The arts collide this month at the Nelson Public Library when Argenta artist Deb Borsos exhibits pastel landscapes, all of them inspired by books she has loved.
Three authors whose books have been honoured — Anne DeGrace, Rita Moir, and Holley Rubinsky — will join Borsos in a reading and reception on Tuesday, November 5 at 7 p.m.
“My childhood home was always a refuge for books, and though there are no authors in my family, we are a herd of artists — as well as hoarding bibliophiles,” explains Borsos. “So it delighted me to be offered an exhibit here in a library. What better gallery to share my visual stories in?”
Borsos has played with the concept before. “Several years ago, I put together a collection of work based on listening to CBC Radio for a year and then creating paintings which were inspired by stories I had heard,” she says. She called that exhibition Every Story Tells a Picture.

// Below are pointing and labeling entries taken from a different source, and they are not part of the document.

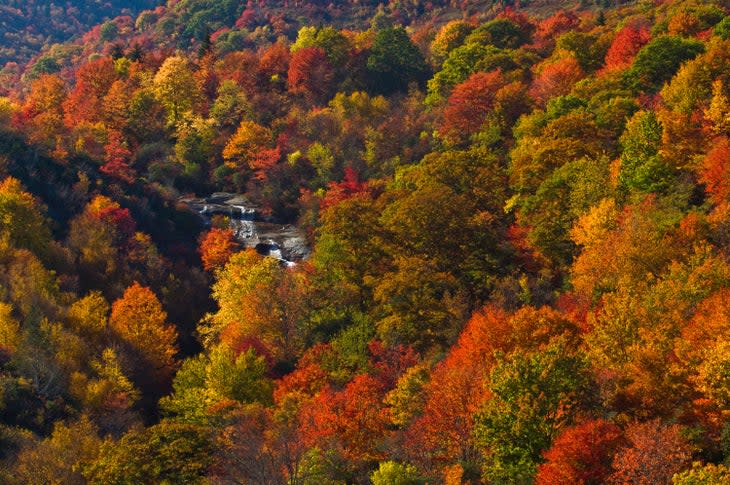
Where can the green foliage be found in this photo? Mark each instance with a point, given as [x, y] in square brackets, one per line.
[533, 397]
[722, 29]
[659, 60]
[205, 381]
[703, 475]
[394, 61]
[394, 473]
[642, 168]
[163, 453]
[501, 33]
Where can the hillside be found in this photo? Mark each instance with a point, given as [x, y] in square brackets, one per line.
[26, 26]
[316, 243]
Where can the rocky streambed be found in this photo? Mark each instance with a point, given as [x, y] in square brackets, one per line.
[267, 236]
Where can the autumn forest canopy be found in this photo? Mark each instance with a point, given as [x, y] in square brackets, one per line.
[512, 242]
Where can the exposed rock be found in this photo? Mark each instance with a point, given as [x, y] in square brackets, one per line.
[268, 237]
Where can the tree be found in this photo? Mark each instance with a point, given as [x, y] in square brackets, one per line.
[501, 32]
[85, 101]
[443, 433]
[61, 457]
[659, 60]
[163, 453]
[715, 171]
[469, 104]
[703, 475]
[176, 88]
[394, 61]
[556, 79]
[22, 223]
[655, 452]
[43, 110]
[394, 473]
[243, 148]
[139, 320]
[534, 396]
[581, 455]
[117, 157]
[419, 305]
[352, 422]
[216, 248]
[310, 74]
[448, 38]
[625, 45]
[230, 106]
[642, 168]
[257, 298]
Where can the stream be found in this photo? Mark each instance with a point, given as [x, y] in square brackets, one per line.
[284, 242]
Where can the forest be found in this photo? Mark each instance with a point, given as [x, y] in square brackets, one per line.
[513, 226]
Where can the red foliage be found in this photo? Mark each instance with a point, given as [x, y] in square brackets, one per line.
[117, 157]
[655, 453]
[456, 391]
[625, 45]
[85, 101]
[348, 187]
[553, 26]
[519, 18]
[469, 104]
[274, 60]
[556, 79]
[264, 161]
[715, 171]
[310, 74]
[120, 219]
[581, 455]
[352, 421]
[216, 248]
[389, 363]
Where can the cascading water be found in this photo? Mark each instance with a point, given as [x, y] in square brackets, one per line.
[281, 241]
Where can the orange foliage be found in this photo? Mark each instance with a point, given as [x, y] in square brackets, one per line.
[310, 74]
[556, 79]
[581, 455]
[117, 157]
[625, 46]
[353, 421]
[715, 171]
[139, 320]
[349, 187]
[216, 247]
[85, 101]
[655, 453]
[469, 104]
[456, 392]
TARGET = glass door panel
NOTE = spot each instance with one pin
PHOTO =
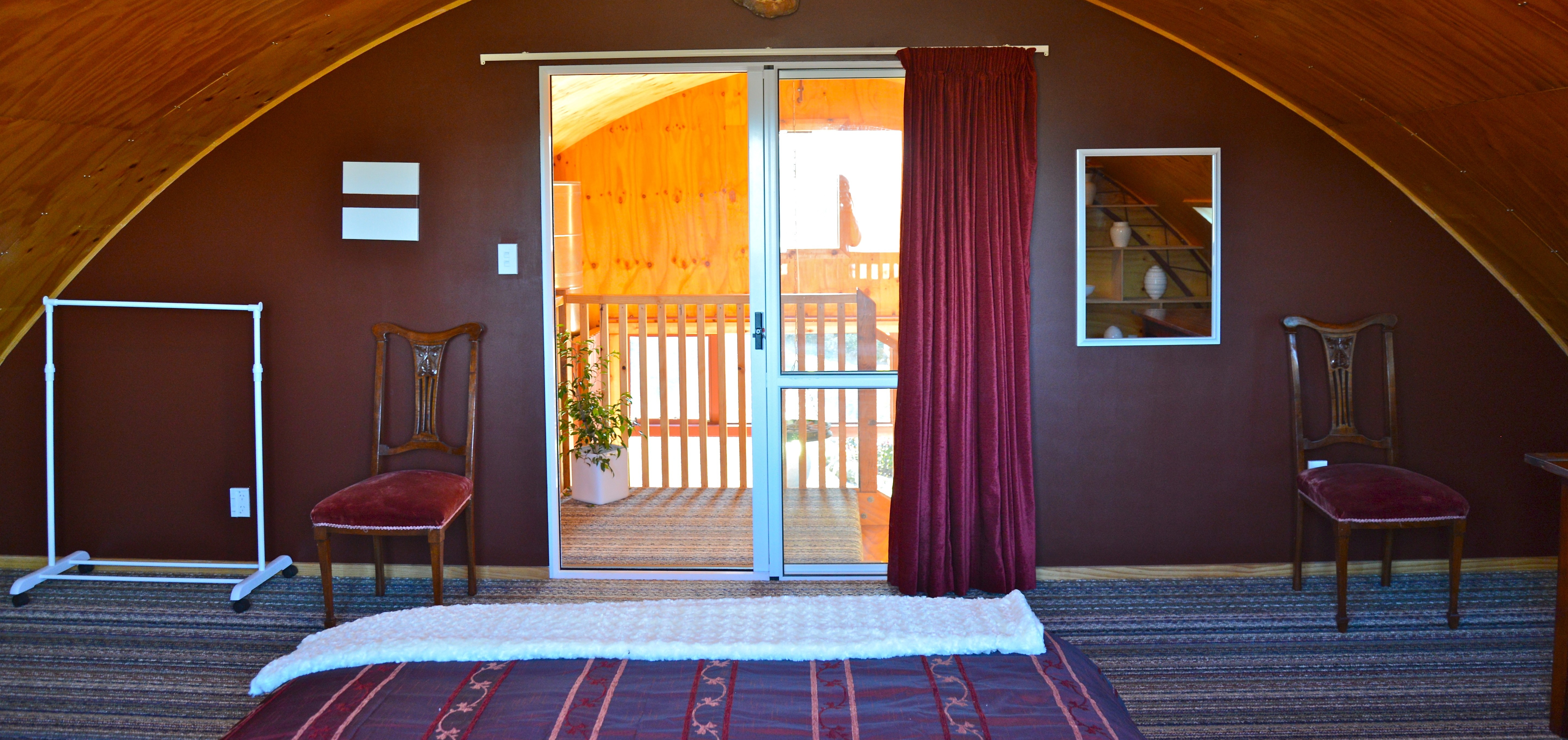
(841, 172)
(840, 192)
(653, 276)
(838, 474)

Georgia O’Keefe’s biography A Woman on Paper provides the title for this exhibition, as well as inspiration for a painting. Other books that have inspired works include The Perfection of the Morning by Sharon Butala, The Far Country by Nevil Shute, and Where the Wild Things Are by Maurice Sendak, among others.
Local books include Moir’s The Windshift Line, Rubinsky’s Beyond This Point, and DeGrace’s Wind Tails. Borsos will discuss her process and the authors will read from their works during the evening.
Borsos creates vivid impressionist landscapes in pastel, sometimes using fine grit industrial sandpaper as a surface for a remarkable intensity of pigment. The area in the north end of the lake where she lives provides infinite inspiration in creating her pastel landscapes. Her work has found homes in private collections around the world.
“I am a big fan of Deb’s work,” says DeGrace. “Her landscapes combine sensitivity and keen observation with remarkable depth — just like a good book. To be included is an honour.”
A Woman on Paper shows at the Nelson Library during November and December.